Telehealth Services Informed Consent

Telehealth involves the use of electronic communications to enable professionals to connect with individuals using interactive video and audio communications. Telehealth includes the practice of psychological health care delivery, diagnosis, consultation, treatment, referral to resources, education, and the transfer of medical and clinical data.

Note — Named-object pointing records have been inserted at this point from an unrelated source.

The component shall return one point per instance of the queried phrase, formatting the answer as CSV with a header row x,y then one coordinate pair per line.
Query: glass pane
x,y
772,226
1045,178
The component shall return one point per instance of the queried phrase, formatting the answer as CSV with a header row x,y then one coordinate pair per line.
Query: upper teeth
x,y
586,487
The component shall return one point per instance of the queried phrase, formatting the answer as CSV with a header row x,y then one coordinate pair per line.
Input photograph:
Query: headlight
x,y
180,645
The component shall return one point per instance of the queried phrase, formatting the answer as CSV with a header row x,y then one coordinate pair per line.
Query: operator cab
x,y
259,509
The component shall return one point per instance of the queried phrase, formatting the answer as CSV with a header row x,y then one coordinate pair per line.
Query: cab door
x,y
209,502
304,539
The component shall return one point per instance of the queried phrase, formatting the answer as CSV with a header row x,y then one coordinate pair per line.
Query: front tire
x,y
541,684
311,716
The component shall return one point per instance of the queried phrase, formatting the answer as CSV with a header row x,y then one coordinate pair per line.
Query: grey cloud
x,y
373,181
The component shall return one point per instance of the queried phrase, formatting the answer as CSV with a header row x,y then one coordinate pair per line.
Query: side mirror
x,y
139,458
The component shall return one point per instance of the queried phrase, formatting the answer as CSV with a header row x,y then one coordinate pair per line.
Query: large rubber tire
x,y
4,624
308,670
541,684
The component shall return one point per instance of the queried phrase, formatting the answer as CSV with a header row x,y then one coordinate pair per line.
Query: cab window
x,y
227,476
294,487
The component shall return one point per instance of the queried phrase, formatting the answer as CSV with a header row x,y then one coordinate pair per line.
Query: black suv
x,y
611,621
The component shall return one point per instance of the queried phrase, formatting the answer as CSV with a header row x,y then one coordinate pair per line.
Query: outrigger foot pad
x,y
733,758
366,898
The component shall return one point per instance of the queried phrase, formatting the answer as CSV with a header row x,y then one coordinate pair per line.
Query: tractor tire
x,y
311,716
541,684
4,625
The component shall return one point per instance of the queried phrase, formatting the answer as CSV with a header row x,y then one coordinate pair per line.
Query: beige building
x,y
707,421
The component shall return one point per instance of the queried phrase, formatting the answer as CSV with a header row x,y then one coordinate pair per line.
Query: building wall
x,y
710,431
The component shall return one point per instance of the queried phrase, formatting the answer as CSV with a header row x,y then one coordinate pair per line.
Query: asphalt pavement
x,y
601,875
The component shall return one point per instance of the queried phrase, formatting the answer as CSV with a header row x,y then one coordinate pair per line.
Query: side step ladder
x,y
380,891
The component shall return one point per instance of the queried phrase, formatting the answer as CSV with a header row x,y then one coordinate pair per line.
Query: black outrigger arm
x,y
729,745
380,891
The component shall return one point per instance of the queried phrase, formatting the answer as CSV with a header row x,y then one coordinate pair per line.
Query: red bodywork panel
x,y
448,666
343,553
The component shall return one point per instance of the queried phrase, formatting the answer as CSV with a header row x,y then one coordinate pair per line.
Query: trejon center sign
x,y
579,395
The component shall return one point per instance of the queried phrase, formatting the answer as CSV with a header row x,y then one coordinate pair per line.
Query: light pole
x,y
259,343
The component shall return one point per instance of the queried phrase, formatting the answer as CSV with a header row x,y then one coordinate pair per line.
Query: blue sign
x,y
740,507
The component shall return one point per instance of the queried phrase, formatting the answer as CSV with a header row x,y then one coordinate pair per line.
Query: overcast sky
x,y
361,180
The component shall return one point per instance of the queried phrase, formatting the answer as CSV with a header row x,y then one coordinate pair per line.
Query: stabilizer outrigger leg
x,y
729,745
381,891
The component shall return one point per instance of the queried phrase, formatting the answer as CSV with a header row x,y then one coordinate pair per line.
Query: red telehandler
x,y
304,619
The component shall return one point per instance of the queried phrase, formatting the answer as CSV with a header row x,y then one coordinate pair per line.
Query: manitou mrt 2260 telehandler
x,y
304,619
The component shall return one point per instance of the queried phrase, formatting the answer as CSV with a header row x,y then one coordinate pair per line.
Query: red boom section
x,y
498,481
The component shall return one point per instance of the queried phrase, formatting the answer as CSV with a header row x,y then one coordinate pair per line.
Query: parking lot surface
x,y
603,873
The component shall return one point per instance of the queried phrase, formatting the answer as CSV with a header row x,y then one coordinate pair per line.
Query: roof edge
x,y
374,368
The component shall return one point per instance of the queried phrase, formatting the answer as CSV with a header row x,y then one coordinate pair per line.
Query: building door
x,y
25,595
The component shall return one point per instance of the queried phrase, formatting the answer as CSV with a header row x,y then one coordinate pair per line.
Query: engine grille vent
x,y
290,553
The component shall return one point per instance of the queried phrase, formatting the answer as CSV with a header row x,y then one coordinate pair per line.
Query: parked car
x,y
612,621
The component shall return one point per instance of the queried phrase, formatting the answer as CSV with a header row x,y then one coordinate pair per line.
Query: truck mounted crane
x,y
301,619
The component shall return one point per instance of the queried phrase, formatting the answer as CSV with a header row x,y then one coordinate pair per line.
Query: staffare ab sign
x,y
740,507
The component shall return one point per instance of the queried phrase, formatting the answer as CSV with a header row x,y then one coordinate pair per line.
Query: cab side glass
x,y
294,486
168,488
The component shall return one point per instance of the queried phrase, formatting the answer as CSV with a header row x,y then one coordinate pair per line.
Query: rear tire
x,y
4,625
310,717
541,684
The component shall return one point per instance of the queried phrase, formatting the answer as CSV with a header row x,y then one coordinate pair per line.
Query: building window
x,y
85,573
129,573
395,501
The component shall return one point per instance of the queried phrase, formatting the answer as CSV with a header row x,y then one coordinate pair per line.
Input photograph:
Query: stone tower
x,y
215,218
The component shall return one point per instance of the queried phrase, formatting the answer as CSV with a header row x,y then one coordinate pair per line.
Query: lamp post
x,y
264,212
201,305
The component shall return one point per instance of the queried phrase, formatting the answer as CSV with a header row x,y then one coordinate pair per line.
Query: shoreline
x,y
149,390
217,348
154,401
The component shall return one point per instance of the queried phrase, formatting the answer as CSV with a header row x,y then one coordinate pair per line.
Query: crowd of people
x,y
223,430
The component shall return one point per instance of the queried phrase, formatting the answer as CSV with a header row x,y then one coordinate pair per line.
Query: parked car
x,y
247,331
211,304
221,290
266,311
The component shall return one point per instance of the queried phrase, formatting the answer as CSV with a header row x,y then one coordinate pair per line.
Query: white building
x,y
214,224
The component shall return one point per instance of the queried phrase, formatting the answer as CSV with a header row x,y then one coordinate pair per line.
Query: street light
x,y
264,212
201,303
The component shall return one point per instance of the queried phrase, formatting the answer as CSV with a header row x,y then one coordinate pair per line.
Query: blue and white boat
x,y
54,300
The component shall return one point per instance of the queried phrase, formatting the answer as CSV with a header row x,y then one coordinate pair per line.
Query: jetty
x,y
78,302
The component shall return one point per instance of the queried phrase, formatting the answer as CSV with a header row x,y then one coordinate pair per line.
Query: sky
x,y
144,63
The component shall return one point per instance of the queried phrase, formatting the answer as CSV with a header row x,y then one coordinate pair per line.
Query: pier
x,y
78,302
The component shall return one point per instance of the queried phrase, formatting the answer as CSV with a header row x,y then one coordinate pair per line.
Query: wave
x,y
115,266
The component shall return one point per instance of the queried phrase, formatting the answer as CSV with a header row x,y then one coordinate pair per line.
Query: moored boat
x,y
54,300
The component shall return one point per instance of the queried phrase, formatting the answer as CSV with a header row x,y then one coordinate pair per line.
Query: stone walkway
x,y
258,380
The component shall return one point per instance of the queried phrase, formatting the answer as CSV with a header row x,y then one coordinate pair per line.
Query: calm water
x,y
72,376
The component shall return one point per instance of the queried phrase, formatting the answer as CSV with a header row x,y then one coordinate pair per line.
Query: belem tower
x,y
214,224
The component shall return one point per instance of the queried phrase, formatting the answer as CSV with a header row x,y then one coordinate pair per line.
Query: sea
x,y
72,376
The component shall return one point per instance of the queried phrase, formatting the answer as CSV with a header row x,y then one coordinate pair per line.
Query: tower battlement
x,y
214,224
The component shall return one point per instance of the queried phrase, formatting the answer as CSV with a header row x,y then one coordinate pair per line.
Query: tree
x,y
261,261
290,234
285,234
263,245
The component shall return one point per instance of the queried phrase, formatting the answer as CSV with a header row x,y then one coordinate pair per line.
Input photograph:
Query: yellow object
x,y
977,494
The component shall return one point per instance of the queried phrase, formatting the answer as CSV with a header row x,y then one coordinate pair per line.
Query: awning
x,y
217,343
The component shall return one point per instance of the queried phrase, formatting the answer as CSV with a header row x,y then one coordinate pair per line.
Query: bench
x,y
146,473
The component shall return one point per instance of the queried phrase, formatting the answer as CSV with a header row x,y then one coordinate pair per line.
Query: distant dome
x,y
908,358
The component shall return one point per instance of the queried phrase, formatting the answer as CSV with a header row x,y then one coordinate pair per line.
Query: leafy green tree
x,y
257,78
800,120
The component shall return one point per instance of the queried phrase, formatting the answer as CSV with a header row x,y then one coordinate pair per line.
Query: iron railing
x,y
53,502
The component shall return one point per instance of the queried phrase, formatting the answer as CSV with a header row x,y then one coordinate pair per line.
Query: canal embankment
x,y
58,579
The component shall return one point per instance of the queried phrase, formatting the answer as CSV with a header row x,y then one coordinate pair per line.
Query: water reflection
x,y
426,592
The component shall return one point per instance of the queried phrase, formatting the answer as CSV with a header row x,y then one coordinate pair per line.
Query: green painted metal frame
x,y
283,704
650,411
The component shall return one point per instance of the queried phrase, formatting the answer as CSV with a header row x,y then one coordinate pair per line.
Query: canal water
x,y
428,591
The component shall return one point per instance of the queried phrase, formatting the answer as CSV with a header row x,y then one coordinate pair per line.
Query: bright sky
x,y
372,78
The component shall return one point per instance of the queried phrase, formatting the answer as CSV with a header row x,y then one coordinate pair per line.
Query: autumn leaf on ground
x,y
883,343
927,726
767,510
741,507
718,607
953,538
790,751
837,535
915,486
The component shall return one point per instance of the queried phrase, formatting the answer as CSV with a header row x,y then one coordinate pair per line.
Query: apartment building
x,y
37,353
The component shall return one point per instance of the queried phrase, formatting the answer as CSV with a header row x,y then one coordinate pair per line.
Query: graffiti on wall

I understand that I have the rights with respect to telehealth:

  1. I understand that the same standard of care applies to a telemedicine visit as applies to an in-person visit
  2. I understand privacy and the confidentiality laws apply to telehealth, and that no information obtained through the use of telehealth services will be disclosed to researchers or other entities without my written consent.
  3. My health care provider has explained how the videoconferencing technology will be used to conduct a telehealth session, that unlike a direct patient/provider in person, I will not be in the same room as my health care provider.
  4. I understand the potential risks to technology including interruptions, unauthorized access and technical difficulties. I understand my health care Provider or I can discontinue the videoconference consult/visit if it is believed videoconferencing technologies are not adequate for the situation.
  5. I understand that I have the right to withhold or withdraw my consent to the use of telehealth in the course of my care at any time, without affecting my right to future care or treatment.
  6. I understand that telehealth may involve electronic communication of my personal medical information to other medical practitioners who may be located in other areas, including out of state.
  7. I understand that no results for anticipated benefits can be guaranteed or assured by my provider.
  8. I understand my healthcare information may be shared with other individuals for purposes of scheduling and billing. Individuals other than my healthcare provider may be present during the session in order to operate videoconferencing equipment. I further understand that I will be informed of their presence, and that such individuals will maintain confidentiality on information obtained during the session. Furthermore, I have the right to request the following:
    • Ask non-medical personnel to leave the telehealth examination room; and/or
    • Terminate the consultation at any time.
  9. I agree certain situations — such as emergencies and crisis — are inappropriate for audio-/video-/computer- based psychotherapy services. If I am in crisis or in an emergency, I should immediately call 911 or seek help from a hospital or crisis-oriented healthcare facility in my immediate area.
  10. I understand that should I elect to submit a claim for coverage of these services to my insurance carrier, my insurance carrier will have access to my medical records for quality review/audit. I understand that I will be responsible for any out-of-pocket costs such as copayments or coinsurances that apply to my telemedicine visit. I understand that health plan payment policies for telemedicine visits may be different from policies for in-person visits.
  11. I understand that this document will become a part of my medical record.

Consent to The Use of Telehealth By signing this form, I certify:

  • That I have read or had this form read and/or had this form explained to me.
  • That I fully understand its contents including the risks and benefits of the procedure(s).
  • That I have been given ample opportunity to ask questions and that any questions have been answered to my satisfaction.